Distribution of accuracies

In [631]:
pd.Series(ident_accs_min_dist).value_counts()

[1.0]    4940
[0.8]    1795
[0.6]     726
[0.4]     360
[0.0]     249
[0.2]     200
dtype: int64

In [649]:
res = pd.Series(ident_accs_min_dist).apply(lambda x: x[0])
np.mean(res.loc[res > 0.4])

0.9129607291247822

In [651]:
len(res.loc[res > 0.4])

7461

# <a id="conclusion">4. Conclusions</a>  
At the end of the data preparation, we've left with the `df_final` and `encodings` list both include **9283 unique identities**. It can be considered as the complexity of the system because the more registered people we have in a database the easier algorithm can mismatch the face.  
  
While testing a few different approaches to face comparison, I was using `df_test_encodings`, which includes **8270 identities** and each identity has 5 encodings, so in total each test contained **41350 face encodings**. The DataFrame contains fewer identities than `df_final` due to the number of images and their quality. Some images were 'damaged', which means that on such images `face_locations` method couldn't find a face.  
  
The best accuracy was measured with the last comparison algorithm. It was calculating Euclidean distances to each encoding, got the mean distance for each identity from the dataset, and returned the identity with the least distance value.

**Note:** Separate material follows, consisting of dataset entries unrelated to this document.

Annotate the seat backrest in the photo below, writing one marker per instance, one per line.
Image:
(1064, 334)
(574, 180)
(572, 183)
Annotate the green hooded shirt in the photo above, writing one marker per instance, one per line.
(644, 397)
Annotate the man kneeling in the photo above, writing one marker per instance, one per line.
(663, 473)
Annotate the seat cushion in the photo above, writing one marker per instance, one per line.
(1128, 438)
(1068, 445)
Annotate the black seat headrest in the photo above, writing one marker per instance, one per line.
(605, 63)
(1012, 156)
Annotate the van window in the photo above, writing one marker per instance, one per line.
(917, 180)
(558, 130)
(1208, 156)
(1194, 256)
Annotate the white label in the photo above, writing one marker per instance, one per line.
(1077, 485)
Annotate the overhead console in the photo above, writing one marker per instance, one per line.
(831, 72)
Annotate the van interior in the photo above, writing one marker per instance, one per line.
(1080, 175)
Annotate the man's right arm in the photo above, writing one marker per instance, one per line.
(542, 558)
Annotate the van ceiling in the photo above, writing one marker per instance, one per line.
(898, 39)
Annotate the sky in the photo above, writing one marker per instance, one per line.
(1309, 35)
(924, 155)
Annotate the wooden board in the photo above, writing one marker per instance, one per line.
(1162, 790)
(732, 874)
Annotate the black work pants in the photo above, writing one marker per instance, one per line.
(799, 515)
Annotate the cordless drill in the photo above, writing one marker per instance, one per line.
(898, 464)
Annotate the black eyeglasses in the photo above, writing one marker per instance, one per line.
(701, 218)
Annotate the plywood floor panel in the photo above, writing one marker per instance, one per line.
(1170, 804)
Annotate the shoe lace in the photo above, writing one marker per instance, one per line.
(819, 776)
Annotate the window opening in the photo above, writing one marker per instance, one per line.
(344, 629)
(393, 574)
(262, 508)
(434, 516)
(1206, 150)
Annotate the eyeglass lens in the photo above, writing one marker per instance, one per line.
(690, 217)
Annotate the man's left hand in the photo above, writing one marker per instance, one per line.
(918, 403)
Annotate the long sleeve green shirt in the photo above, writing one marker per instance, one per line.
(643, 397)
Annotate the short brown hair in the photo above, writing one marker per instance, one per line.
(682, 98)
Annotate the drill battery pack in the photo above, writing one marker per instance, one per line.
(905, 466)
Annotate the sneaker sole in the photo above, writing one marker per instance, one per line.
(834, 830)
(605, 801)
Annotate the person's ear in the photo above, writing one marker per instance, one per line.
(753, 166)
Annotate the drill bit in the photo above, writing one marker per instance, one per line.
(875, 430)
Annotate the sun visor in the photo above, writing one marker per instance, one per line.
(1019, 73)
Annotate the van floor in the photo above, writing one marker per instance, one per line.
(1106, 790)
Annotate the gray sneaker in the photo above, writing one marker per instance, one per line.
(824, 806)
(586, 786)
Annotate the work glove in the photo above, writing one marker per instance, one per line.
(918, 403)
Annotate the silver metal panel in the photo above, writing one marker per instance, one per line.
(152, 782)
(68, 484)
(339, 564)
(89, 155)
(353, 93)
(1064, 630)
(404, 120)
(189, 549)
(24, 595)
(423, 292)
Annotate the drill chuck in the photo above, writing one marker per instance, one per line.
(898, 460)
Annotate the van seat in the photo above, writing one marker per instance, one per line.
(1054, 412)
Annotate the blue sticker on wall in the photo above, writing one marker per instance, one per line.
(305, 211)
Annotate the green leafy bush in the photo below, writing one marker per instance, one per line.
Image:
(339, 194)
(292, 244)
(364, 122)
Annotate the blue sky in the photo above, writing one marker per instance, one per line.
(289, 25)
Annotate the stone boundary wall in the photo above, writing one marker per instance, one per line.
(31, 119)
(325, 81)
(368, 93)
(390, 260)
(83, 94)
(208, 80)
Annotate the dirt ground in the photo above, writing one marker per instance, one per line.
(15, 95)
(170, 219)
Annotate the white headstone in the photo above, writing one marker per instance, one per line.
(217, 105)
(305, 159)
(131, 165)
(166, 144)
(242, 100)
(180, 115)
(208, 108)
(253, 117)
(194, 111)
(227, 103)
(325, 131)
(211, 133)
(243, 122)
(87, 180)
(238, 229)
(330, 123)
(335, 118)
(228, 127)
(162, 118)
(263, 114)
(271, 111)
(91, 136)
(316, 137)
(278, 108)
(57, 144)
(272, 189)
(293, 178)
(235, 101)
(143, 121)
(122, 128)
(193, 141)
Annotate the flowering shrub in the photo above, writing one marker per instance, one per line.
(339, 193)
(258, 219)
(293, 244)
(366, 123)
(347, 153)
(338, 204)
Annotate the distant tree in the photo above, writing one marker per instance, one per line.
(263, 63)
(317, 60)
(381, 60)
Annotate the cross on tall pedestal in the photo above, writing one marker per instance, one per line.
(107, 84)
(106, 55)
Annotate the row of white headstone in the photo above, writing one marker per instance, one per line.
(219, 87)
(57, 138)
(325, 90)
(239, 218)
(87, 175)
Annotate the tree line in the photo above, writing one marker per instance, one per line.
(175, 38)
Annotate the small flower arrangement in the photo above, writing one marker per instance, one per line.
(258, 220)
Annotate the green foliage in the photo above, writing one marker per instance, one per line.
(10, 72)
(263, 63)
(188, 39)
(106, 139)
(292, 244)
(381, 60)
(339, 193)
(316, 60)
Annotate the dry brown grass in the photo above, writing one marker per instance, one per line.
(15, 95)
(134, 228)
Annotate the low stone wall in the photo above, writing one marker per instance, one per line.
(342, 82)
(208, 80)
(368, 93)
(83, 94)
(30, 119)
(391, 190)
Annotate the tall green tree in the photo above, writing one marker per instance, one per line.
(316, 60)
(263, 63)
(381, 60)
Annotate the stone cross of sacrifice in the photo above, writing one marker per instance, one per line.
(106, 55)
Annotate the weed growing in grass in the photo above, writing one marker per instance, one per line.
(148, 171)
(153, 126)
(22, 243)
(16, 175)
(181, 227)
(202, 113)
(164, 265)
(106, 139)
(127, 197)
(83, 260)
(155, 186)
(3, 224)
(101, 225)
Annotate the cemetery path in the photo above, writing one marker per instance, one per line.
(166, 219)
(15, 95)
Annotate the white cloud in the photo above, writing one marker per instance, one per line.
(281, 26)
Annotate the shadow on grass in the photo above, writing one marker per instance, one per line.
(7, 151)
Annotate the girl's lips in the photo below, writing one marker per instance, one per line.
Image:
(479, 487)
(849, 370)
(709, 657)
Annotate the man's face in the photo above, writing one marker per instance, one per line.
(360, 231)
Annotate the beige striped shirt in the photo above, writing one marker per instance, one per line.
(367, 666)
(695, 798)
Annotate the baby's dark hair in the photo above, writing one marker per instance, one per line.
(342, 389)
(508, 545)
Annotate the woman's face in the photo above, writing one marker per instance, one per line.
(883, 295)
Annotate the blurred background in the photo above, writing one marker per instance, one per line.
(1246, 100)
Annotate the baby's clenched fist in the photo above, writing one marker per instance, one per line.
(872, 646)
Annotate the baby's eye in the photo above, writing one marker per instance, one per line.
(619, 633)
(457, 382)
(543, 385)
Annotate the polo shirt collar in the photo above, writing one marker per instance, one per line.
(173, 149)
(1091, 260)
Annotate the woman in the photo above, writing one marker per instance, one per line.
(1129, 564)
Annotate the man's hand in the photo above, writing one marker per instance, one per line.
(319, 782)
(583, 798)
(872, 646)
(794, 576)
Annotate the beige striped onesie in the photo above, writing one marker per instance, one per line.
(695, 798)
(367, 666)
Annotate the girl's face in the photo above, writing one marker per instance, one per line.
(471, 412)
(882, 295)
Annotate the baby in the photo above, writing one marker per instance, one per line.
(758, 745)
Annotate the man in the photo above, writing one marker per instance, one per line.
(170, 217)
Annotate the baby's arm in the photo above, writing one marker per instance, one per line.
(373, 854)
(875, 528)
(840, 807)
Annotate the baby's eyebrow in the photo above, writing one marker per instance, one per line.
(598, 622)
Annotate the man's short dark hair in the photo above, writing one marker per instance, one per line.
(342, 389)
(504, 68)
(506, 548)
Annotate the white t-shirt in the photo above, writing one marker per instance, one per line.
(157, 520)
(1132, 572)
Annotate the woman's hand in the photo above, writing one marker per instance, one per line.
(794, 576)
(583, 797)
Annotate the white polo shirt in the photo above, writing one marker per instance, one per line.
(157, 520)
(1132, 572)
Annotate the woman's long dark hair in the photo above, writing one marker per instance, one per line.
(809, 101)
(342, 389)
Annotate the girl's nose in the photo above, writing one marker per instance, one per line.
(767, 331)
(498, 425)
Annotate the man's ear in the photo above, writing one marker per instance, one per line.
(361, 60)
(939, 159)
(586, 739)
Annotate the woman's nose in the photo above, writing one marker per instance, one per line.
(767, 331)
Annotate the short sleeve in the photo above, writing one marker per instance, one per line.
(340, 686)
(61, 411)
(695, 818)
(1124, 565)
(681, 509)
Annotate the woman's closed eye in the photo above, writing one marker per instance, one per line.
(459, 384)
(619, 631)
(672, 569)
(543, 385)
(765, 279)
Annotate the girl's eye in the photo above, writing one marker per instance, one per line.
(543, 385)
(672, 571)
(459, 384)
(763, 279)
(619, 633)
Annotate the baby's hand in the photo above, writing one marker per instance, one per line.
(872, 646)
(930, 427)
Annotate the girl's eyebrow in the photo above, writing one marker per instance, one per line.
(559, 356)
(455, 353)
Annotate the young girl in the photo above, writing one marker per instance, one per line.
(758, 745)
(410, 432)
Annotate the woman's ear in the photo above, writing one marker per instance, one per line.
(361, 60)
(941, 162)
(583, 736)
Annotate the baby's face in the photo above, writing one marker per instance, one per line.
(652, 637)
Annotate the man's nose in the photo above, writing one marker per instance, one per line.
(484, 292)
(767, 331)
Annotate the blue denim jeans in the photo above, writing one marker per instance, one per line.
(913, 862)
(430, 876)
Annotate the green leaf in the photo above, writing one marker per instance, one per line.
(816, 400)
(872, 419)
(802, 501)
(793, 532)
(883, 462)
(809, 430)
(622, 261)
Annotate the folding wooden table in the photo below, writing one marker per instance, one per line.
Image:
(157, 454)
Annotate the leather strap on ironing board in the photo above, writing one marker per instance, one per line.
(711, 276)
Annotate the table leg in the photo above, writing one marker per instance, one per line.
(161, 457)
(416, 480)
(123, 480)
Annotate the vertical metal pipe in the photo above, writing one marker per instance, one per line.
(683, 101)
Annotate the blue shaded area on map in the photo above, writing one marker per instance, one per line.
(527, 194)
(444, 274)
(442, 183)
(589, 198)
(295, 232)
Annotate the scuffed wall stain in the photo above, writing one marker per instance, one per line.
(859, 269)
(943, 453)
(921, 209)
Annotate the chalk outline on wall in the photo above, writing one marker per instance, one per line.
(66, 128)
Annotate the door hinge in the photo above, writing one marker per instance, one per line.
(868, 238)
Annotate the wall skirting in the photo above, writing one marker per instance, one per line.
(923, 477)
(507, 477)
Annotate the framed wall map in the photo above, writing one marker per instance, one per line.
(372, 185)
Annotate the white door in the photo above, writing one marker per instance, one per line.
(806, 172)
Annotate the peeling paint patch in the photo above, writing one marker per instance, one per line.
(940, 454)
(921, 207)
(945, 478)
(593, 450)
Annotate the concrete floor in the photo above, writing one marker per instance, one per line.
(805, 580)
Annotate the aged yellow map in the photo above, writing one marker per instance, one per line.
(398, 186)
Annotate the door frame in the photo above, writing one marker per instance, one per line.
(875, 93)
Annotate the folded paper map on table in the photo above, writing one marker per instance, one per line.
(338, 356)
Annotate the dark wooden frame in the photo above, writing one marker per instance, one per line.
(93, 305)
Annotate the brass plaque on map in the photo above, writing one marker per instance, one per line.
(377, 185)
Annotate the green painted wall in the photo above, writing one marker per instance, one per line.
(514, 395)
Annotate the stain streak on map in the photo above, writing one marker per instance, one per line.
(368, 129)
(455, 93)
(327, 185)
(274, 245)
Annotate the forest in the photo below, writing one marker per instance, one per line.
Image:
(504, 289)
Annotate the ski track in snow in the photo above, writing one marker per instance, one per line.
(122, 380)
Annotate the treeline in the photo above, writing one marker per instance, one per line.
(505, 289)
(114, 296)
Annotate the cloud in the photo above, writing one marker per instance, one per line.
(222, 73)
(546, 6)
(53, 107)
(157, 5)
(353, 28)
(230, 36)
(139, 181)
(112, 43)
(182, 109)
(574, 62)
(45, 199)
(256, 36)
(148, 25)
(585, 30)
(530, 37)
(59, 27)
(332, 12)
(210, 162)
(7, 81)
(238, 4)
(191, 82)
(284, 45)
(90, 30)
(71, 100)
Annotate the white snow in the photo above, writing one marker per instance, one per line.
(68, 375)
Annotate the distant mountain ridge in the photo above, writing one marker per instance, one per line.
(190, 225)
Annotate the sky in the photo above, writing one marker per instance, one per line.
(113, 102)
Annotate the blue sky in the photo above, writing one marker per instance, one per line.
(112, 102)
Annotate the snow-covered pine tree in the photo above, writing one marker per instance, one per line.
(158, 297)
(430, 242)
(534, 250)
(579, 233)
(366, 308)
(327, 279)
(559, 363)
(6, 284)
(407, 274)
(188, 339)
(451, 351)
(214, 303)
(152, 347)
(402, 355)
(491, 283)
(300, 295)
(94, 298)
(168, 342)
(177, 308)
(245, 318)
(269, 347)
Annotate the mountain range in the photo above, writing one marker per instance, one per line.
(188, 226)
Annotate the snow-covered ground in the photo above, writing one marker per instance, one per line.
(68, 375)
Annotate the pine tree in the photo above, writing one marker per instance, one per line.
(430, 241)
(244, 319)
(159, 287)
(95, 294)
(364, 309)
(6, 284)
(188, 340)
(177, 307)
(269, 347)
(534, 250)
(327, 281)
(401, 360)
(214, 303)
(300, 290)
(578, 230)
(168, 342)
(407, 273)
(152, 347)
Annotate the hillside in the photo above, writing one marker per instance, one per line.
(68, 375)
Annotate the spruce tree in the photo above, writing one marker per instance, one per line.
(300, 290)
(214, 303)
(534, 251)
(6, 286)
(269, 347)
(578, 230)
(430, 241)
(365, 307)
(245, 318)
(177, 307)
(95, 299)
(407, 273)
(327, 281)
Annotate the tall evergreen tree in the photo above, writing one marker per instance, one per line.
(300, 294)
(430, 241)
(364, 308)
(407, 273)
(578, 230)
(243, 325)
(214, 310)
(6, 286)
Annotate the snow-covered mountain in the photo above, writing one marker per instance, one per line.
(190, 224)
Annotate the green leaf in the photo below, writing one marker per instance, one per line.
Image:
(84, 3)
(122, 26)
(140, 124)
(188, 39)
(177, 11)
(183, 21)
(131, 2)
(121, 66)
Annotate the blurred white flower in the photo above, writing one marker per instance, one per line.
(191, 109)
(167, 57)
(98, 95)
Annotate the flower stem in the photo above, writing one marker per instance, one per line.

The final accuracy was 85%  
  
The accuracy can be more than 90% if the dataset is more accurate. For example, on the final distribution of the results, we can find 450 identities with 0-20% accuracy. Such accuracy means that zero or only one out of 5 checked test face encodings was evenly close to the corresponding identity. There can be many causes of such accuracy, but I think, a big impact was made by the quality of the images. They were just downloaded from the internet. The faces were captured under different lighting, angles, AOV, etc.
  
In the project, we can easily retake 5 photos and the overall accuracy will increase. Actually, if we take all photos qualitatively from the beginning, the algorithm's accuracy will be much higher.